Nicola Whiston has a superb collection of Knowledge Organisers which follow the White Rose Schemes of Learning, all are available on TES Resources, on TES editable versions are available as well as the free pdf resources. These are really attractive and I believe appeal to students. I think these are excellent to use in class alongside teaching a topic. They could also be used for retrieval practice.

You can hear Nicola talking about Knowledge Organisers with Tom Manners, In his interview, he was joined by Nathan Burns aka @MrMetacognition who has researched these in great detail, as well as Nicola Whiston (@Whisto_Maths) to discuss what maths knowledge organisers should contain and how we should use them effectively.

B Reed Indices KO
Indices GCSE Knowledge Organiser extract – Becky Reed

From Becky Reed a set of Knowledge Organisers for Edexcel GCSE (UK age 14-16). We have here another set of very clear and also attractive set of resources. Like the other resources here I think these are useful in class and for students to use at home also. There are several  examples given which is really helpful.

Sarah Hall has a GCSE (‘WJEC flavoured’ )collection. Sarah’s Knowledge Organiser resources can all be found (all free) on TES Resources.
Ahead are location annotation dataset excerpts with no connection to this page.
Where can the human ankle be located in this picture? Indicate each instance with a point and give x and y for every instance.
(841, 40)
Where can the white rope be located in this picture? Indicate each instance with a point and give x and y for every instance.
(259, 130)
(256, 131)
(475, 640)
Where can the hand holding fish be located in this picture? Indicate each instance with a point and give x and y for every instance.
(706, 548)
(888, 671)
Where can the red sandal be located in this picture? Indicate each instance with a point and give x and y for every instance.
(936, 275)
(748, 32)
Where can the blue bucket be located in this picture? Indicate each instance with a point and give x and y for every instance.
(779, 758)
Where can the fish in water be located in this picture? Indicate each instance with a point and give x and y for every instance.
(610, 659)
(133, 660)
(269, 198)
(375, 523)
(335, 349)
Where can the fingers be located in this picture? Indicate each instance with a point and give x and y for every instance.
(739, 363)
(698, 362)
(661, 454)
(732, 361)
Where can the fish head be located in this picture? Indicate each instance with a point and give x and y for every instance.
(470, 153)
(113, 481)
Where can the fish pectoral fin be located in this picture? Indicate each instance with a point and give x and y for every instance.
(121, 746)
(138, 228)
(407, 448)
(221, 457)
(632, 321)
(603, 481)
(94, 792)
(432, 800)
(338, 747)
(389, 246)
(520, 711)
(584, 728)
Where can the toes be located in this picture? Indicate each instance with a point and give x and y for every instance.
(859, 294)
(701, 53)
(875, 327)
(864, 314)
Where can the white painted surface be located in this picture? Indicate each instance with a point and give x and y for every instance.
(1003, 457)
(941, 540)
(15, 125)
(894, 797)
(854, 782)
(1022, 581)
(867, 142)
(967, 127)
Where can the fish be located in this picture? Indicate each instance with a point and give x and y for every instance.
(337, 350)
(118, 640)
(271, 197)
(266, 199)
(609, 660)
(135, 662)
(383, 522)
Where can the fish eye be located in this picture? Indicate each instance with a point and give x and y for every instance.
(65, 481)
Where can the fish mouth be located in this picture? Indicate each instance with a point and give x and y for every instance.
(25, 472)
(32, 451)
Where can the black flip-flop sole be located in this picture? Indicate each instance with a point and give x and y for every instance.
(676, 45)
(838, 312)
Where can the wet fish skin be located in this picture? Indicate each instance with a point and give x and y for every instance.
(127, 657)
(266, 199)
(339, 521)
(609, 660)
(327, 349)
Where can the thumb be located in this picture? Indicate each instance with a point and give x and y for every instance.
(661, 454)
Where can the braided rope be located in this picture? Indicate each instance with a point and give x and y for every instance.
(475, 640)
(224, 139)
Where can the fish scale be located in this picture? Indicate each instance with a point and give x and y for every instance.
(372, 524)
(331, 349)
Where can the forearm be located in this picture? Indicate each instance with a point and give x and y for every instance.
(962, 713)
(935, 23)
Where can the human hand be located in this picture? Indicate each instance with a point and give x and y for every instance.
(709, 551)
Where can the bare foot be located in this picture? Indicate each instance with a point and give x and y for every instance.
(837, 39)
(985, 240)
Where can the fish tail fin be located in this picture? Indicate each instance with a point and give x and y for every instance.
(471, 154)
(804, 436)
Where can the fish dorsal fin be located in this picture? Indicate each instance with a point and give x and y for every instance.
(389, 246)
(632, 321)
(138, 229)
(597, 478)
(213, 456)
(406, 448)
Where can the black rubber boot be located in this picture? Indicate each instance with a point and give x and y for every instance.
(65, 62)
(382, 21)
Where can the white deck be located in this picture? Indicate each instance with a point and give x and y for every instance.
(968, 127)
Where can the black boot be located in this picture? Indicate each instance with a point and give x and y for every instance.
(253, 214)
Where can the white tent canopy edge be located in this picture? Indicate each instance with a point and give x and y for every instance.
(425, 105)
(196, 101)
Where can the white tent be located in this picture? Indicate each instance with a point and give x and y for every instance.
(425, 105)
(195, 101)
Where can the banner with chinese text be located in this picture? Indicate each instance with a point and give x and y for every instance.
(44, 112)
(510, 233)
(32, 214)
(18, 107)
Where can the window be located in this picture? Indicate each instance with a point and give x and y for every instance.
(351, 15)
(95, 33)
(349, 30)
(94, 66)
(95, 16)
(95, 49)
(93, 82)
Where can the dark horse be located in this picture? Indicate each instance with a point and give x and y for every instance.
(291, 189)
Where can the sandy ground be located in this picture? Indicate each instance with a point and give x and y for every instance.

These have many clear illustrations and like others in the Knowledge Organiser collection, are very attractively presented.

For a collection of Cornell notes linked to topics found in the Maths curriculum see Mr Hawes Maths.

For A complete set of A Level Statistics and Mechanics Knowledge Organisers – see these resources from Lucyjc.  These resources are available free on TES Resources: Statistics and Mechanics. All include Key Words and Definitions and What Do I Need to Know sections.
Knowledge Organisers - Lucy

And for Pure Mathematics, we have from @misschakera a set for the first year of A Level.
Pure KO

Mrs D Maths – Knowledge Organisers

Mrs D Maths has been writing Knowledge Organisers for A Level Maths, ( free on TES Resources). She has also started a Year 2 set of organisers, see Year 2 Functions and Graphs.

These organisers are included in the Knowledge Organisers collection which includes resources for KS3, KS4 and KS5 (ages 11 – 18).

non examples – Jonathan Hall

If I want definitions, characteristics and examples (clarified with the use of non examples), then I could return to the Frayer model. (See Frayer Models.)

Searching for Mathematics Knowledge Organisers, I have come across some resources I wish to explore further, such as the Henry Box School on Knowledge Organisers where the school are sharing Knowledge Organisers for each subject, recognising the support parents can offer. From the Subjects menu, choose a subject and you will find this includes Knowledge organisers for Year 7 through to Year 11, see Maths for example.

CIMT’s GCSE course includes Facts to Remember for each unit.